Money is the mechanism, but control is what the game is all about.
"Chief Marketing Mouthpiece?" Ouch.
Setting that aside... you nailed it. All I'd add for your readers is that it's important to remember that the big storage vendors created the Copy Data growth problem, and benefit the most from it. It's naive to think they're the ones who are going to solve the problem. Mr. Manley is dead right about where the market is going, but until EMC tells financial analysts that it's no longer going to get the revenue tailwind of massive same customer data growth, this copy cat strategy is more about protecting EMC market share than it is about protecting customer data.
I'd all so point out that they're calling for a data management model that tames storage growth, sets SLA's for production applications, leverages backups as assets instead of insurance, and manages data in its native format to make it accessible instantly. For all the breadth of their current product line... they have NONE of those capabilities today, and Actifio has ALL of them.
Whoa, EMC has suddenly seen the light! Static backup copies are baaaaad!
Christ, ask any Netapp customer about using backup or DR copies for test and dev. They've been doing this for ages with snapmirror and snapvault, combined with flexclones. Clone the mirror or the backup, work on the clone. When done testing, discard the clone. If you want to keep the clone, split it off if needed. No big deal, basic array functionality. Of all people, Manley should know this. And now he comes along and starts preaching this stuff as if it's some kind of revolutionary idea? Come on...

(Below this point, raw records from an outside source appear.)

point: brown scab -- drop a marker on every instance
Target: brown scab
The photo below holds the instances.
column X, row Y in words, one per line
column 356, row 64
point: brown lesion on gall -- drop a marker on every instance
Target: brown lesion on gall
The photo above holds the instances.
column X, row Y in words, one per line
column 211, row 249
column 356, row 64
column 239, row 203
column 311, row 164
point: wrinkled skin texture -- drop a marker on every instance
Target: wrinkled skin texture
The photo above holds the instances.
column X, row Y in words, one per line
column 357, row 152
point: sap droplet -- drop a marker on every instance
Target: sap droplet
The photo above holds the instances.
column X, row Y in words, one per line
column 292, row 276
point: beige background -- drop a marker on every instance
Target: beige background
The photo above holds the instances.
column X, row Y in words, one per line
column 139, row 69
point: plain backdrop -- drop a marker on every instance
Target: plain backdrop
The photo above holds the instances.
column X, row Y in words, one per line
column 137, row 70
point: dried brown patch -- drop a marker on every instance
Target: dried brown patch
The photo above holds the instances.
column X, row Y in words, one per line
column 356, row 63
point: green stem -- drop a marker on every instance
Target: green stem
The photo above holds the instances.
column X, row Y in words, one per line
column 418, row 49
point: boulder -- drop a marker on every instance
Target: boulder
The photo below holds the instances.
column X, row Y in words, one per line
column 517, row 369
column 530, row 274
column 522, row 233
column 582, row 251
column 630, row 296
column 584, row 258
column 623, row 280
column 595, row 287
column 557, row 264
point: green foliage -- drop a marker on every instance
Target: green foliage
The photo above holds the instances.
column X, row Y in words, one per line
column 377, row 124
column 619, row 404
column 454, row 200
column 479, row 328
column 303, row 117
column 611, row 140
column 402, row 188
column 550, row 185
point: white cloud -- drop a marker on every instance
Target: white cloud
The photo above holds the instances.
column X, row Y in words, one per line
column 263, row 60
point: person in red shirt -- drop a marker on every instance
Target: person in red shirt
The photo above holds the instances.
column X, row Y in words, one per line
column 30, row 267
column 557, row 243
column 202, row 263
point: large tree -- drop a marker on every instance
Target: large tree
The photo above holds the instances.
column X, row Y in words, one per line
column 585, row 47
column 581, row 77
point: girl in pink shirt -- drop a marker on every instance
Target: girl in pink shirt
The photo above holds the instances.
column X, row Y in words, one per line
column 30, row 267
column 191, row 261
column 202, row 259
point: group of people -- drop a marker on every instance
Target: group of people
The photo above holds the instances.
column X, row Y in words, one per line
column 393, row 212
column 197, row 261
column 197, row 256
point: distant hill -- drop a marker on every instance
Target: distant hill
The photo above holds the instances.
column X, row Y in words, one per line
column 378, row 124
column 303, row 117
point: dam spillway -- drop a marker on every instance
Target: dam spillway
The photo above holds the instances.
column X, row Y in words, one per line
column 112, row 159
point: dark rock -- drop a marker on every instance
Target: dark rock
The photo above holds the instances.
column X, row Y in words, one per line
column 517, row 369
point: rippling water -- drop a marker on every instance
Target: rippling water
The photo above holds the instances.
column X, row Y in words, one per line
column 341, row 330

@anon: Man, you're absolutely right. They really need to get some consistency in their messaging. When are they going to ditch networker and data domain? They just said that the concept behind those products is fundamentally broken. The article's title sums it up nicely, really...
PS: yes, I created my account today, and explicitly to react to this article. I've been an avid Reg reader for years, but only until now have I felt the need to respond. I have experience with both EMC and Netapp arrays, but I'm not affiliated with either one.
One of the issues here is that by its very nature Backup is not dead, it lives on, and on, and on. What is considered to be outdated is still very much active, seven or more years after it is taken as a backup. So, whatever technology you bring in has to be alive and supported for a prolonged period of time.
The key to this is is solving the rather immature way that IT as a whole deals with data - we readily confuse Backup and Archive. Backup is exactly what it says - a fall back position should it all go wrong, we really only need a month of this (at worst), if you haven't detected your issue after a month then it really isn't a live system.
Archiving is the removal of stale data to another tier. Now this is difficult because unlike the backup chaps who don't care what your data is, the Archive chaps do, a lot.
To my mind there is little point in having a vendor of data buckets pontificating on the relative merits of different types of bucket, with the aim of selling new shiny buckets; when we still have them full of swill. I think the key to this is the database vendors (and I'm looking at Oracle here) to enforce, embue and enable their products to provide archiving as an inherent unavoidable function. Most importantly it needs to be an open standard, vendor agnostic, otherwise companies who take a long term view will stay away in their droves. What and why is the data owner's, how long is Oracle's, where is EMC's responsibility.
HDS has a product in this space, via a company they acquired last year named Cofio.
My bet, EMC purchases its' neighbor Actifio, and renames is VCopy. Leading up to the VCopy product release, VGeek, Chuck, and Zilla all blog on how EMC is about to change the face of the backup market forever. On the day of the announcement, EMC buys 400 new copiers and makes copies of the lawsuit against pure storage for 1 hour, breaking the world record for most copies of a lawsuit made on stage in an hour.